TWO PREOCCUPYING matters this week are the severe spring frosts and the annual general meetings of the three PCCs. At the moment there is nothing to prove that the plum and pear blossom won’t set, and the tall old trees complement the white fields with their snowy flowers. Bitter nights but by mid-morning a burning sun. It is wintry when we go about our business at the AGMs.
Acts 6 may be said to be the inauguration of the PCC, when the disciples declared that they couldn’t preach and serve tables. Thus was church administration born. It was a diaconate and it was immediately complicated when one administrator, Stephen, found that he could preach (brilliantly) as well as help cope with the practical business of feeding and housing hundreds of people who had given all they possessed to the Church. Another headache.
Mercifully, we do not share it. Thanks be to God for the worshipping accountant, not to mention electrician. There is not much in the benefice which has to be farmed out. High drama, of course, at the elections. But first of all we must be severe with useful folk who seek to come off the PCC on the flimsy excuse that they are over 80, etc. Mrs X complains that it has worn her to the bone — a fib. Her bones are far from visible.
Chiefly, the elections are not so much to do with democracy as with ability. Mr X has served for ever, but who could — or would — do what he does? Treasurers are above rubies. There are those members who never utter, and who are advised when to put up a hand, but their brooding presence is felt.
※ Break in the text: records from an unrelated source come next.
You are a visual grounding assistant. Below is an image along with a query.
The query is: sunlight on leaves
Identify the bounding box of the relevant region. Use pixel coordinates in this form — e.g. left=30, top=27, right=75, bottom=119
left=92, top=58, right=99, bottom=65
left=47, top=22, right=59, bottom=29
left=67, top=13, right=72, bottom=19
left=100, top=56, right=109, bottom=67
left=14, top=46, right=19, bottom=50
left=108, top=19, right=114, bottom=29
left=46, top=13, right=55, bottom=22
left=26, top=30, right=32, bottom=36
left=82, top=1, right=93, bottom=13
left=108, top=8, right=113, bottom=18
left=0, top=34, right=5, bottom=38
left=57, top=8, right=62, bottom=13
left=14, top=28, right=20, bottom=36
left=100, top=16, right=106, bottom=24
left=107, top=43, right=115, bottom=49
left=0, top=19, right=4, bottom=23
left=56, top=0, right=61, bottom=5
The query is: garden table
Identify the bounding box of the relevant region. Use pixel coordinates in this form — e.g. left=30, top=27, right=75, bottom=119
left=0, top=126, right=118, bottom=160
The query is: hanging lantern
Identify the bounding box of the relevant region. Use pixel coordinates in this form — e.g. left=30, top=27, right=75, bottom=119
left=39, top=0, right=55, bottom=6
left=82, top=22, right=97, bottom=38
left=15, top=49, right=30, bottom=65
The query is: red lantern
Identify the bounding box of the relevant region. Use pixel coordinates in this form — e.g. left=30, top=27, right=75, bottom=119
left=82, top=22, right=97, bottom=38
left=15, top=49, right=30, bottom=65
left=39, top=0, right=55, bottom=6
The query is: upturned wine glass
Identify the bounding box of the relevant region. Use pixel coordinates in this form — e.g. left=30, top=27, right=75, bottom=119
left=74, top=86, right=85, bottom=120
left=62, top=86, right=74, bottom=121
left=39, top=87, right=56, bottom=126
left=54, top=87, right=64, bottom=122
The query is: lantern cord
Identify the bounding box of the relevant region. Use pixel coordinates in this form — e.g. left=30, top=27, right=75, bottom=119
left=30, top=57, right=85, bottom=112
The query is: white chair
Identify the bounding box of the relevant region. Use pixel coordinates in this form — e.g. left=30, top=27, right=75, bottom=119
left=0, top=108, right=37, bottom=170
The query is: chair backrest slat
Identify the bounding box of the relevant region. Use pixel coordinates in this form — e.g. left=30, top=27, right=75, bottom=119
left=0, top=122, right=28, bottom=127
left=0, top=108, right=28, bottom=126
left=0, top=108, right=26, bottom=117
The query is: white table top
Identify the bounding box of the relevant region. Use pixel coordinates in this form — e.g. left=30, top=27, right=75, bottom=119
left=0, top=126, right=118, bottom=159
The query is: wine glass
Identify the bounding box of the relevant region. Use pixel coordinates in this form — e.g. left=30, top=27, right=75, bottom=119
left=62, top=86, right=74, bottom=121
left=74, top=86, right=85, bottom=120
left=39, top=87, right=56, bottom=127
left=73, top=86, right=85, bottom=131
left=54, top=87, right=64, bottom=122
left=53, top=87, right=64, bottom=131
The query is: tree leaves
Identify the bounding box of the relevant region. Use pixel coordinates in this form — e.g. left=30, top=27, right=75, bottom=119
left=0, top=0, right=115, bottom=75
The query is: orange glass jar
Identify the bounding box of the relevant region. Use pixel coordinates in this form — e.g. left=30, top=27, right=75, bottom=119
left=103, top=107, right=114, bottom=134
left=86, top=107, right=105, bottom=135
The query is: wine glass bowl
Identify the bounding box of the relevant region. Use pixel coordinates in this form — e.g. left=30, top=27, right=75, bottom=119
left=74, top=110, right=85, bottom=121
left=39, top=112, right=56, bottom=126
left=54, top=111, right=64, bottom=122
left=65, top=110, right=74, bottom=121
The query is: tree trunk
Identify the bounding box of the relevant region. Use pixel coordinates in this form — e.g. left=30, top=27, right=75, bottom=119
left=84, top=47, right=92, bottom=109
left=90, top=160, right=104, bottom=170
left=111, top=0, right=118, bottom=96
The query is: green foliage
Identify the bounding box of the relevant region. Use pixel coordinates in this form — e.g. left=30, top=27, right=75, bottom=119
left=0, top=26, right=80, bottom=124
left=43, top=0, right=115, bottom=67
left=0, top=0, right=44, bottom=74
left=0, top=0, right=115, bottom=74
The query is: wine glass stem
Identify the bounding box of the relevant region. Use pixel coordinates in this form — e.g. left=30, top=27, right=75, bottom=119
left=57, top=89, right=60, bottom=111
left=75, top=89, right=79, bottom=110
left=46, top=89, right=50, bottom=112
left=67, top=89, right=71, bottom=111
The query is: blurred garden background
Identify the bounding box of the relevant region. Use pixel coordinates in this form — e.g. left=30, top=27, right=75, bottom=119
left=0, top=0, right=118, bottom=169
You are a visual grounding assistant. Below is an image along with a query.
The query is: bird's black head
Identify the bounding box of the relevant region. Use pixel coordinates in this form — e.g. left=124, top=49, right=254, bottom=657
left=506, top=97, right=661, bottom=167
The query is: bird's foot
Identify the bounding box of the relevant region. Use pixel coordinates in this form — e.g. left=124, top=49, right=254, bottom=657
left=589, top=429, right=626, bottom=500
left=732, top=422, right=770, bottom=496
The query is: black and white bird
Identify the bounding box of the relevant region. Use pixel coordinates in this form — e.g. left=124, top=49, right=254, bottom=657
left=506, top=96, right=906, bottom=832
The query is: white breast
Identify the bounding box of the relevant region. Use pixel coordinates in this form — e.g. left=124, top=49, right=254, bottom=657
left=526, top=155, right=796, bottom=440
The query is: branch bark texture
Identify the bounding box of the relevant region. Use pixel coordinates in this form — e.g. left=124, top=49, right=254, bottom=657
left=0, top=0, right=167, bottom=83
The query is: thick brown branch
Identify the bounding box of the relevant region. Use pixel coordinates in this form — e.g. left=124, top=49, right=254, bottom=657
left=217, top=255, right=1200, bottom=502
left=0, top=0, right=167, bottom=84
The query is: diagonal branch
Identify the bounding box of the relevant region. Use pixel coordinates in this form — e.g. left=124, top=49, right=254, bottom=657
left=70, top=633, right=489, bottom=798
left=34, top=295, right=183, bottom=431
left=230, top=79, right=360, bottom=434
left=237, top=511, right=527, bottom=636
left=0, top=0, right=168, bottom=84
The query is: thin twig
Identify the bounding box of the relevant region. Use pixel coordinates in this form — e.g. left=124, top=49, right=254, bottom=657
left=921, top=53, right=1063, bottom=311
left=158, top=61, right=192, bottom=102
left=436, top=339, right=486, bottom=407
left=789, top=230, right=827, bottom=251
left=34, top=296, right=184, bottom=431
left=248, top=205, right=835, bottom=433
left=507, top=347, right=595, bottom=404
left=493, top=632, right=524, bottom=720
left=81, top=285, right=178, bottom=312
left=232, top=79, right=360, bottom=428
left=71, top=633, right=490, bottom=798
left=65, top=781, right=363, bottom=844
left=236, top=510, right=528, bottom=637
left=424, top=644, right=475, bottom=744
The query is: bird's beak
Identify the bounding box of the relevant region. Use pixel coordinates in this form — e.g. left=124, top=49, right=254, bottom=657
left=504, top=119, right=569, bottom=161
Any Other Business can shake all that has passed on the agenda. Much is to be expected. An indrawing of breath at the Quota; the sound of fanciful notions being Christianly flattened by village common sense. Although it is ages since we had a real row, battles long ago echo in the subconscious. But on the whole our deliberations are reasonable if powerful.
The three venues are not without influence. Little Horkesley’s and Mount Bures’s are in Victorian schools which have been turned into village halls; Wormingford’s is in the cricket pavilion. At Little Horkesley there is a pound-in-the-slot meter which sets off a warm gale whose Pentecostal noise makes us speak up. At Mount Bures the windows are purpose-built high enough for the farmworkers’ children not to look out and thus daydream, a great crime. And at Wormingford cricketers creep in with sorries and pardons, looking for this or that. The respective clerks write it all down.